2-What about the negative freedom violated by capitalists i.e. what about freedom FROM wage slavery ?
3-Can someone who doesn't seek the minimization of hierarchy as his core goal still call himself an anarchist?
4-Can an ideology that condemns 1 million people to torture and death to spare someone from being coerced into pressing a button be considered to be morally superior to Nazism?
mr1001nights 3 years ago
1. It's negative rights.
2. I've repeatedly made it clear that I support the freedom from wage slavery. I also support freedom from your organizational models.
3. I do seek minimization of heirarchy, but non-coercion is more core.
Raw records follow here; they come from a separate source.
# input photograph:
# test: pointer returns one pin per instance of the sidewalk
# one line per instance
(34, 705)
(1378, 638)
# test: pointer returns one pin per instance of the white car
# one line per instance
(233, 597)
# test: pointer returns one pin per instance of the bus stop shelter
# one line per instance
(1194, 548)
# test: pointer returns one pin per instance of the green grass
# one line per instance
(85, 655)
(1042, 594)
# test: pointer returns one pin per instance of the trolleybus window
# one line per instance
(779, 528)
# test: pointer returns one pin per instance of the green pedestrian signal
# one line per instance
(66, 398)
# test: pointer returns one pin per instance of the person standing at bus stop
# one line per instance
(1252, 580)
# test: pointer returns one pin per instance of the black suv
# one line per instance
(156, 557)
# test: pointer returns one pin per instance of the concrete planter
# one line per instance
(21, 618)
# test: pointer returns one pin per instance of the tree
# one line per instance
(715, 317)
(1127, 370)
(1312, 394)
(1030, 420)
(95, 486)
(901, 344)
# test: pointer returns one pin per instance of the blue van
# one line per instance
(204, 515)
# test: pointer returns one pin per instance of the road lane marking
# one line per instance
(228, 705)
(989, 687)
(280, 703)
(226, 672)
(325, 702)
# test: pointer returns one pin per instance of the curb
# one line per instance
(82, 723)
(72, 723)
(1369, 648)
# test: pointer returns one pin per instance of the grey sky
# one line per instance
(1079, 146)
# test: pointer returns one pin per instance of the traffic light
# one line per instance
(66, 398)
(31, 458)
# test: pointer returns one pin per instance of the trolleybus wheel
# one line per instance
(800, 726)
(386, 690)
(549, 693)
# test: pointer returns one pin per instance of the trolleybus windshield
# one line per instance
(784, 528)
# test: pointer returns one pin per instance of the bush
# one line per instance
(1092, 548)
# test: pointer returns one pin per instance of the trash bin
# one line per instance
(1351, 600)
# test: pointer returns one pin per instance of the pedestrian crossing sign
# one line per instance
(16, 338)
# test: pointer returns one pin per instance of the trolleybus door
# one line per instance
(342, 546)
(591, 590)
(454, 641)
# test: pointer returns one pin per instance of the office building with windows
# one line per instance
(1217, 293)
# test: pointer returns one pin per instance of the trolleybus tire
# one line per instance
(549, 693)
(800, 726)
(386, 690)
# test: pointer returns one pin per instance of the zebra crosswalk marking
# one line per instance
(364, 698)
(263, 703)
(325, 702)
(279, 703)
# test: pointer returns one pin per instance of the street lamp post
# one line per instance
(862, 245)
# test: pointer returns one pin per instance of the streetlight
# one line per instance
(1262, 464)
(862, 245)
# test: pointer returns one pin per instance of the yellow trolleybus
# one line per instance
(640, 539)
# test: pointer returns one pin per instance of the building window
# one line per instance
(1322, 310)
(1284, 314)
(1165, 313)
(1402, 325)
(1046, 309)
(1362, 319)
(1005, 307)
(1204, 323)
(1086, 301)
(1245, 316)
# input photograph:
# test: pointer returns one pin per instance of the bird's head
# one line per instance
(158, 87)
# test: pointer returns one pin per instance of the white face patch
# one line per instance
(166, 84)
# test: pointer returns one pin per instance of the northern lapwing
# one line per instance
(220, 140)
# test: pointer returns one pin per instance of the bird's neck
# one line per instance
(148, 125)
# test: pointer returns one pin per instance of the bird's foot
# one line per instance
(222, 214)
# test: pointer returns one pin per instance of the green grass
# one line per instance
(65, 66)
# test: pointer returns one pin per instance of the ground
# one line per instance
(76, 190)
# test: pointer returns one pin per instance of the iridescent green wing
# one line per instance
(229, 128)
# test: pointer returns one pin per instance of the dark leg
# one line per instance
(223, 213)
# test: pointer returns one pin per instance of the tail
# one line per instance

You lapse into coercivism in the name of anti-heirarchy.
4. Claiming that I'm condemning 1 million people to torture and death is a strawman, it does not follow from my philosophy.
brainpolice2 3 years ago
1.OK
2. What about the notion that in a finite earth, ur preferred proliferation of private ownership of the means of production will make freedom from wage slavery harder to pursue?
3. Your choices are far more coercive. You said it was preferable to let the 1 million be tortured and die than to coerce one guy into pressing the button to save them.
4. Is it? you are letting the 1 million die, effectively condemning them to death.
mr1001nights 3 years ago
1. Wage slavery only exists to the extent that the alternates to it are coercively/legally prohibited or disincentivized.
2. You keep approaching me as if I'm proposing exclusive or individual forms of property as a unifying system, when I'm not. It's only one option.
3. I reject your scenario as an unlikely lifeboat scenario and you are using it as a straw man. You're giving ME a false set of choices here, a false dichotomy.
4. Again, it's an emotional appeal based on a hypothetical.